Nossos amigos se dividem especialmente entre os que gostam de Harley-Davidson e os que são fãs de BMW. E sai cada discussão acalorada! Os argumentos são os mais técnicos possíveis, mas sempre recheados de preferências pessoais. Eu assisto de camarote. Neste momento, inclusive, um grupo de 9 casais (bem, 8, um desistiu no meio) acaba de voltar de uma rodada pela Europa de moto. Nenhuma das mulheres pilota e, para dizer a verdade, a maioria (ou todas, absolutamente) vai para acompanhar os maridos. As reclamações são exatamente aquelas que os homens acham o ponto alto da viagem de moto: não dá para carregar compras, você está bem perto da natureza (o cabelo, dizem, fica horrível depois de horas sob o capacete), rodam uns 400 km por dia e usam a mesma roupa dias a fio. Mas a verdade é que muitas deles simplesmente dormem.

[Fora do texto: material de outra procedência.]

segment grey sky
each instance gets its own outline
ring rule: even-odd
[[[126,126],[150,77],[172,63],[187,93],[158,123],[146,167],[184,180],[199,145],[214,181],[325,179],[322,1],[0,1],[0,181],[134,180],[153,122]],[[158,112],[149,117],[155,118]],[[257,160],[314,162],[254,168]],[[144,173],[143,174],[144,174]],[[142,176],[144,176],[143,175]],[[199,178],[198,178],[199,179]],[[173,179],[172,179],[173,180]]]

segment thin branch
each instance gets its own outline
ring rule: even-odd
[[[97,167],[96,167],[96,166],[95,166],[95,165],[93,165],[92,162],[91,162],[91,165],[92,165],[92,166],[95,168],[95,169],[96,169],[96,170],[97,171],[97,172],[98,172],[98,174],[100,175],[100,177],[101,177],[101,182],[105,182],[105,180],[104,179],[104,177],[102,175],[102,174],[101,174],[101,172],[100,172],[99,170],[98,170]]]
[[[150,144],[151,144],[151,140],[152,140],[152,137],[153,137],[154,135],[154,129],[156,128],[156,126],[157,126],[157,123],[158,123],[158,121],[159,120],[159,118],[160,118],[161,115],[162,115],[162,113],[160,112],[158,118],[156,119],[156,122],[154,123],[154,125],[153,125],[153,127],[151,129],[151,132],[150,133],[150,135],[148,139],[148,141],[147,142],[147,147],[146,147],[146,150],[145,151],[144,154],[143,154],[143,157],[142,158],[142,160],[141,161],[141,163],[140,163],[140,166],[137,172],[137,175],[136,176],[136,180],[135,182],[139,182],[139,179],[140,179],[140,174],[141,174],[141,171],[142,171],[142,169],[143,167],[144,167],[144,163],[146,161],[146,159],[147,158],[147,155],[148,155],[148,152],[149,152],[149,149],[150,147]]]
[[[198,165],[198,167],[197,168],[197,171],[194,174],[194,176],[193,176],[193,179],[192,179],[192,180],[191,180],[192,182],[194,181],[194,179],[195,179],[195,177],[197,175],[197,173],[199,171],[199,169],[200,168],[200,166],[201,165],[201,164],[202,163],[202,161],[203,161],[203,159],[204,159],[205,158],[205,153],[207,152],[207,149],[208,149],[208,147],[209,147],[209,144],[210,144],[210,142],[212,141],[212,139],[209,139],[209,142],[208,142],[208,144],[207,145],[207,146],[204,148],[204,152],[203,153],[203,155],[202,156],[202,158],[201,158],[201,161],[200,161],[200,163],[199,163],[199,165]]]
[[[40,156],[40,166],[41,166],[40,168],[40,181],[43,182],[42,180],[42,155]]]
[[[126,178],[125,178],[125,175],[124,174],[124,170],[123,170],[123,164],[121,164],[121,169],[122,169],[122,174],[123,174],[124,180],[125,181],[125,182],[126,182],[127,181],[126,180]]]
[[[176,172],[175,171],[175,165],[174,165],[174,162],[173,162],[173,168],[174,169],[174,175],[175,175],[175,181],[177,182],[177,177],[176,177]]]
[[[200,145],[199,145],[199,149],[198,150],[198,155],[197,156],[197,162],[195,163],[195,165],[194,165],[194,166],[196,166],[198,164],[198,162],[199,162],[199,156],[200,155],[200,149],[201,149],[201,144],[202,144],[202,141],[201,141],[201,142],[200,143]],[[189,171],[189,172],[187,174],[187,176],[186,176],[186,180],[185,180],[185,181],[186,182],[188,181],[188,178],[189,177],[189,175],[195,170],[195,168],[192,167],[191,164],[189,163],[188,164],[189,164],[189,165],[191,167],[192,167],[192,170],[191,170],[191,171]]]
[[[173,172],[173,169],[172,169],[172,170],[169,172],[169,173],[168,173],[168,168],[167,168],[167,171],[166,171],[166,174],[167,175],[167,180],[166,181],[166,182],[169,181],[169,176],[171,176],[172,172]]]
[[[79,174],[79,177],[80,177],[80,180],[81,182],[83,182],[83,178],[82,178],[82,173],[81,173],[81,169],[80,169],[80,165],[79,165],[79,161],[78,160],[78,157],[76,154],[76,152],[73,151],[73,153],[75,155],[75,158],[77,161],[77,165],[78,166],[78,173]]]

Um dos meus amigos tem o capacete cheio de riscos na parte de trás pois a mulher cochila e dá cabeçadas nele com o próprio capacete. Apesar da chiadeira do meu marido, um dia ainda experimento andar sobre duas rodas motorizadas. Quem sabe?
Mudando de assunto: Dias atrás assisti novamente ao filme “Ronin”. Acho impressionante a habilidade do diretor John Frankenheimer de fazer cenas de perseguição de carros sem truques de computador nem maiores efeitos especiais. “Operação França” é um clássico, mas adoro também “Viver e Morrer em Los Angeles”, aliás um belo filme em todos os sentidos e com uma perseguição realmente eletrizante. E ele usa apenas ótimos motoristas — e muito braço.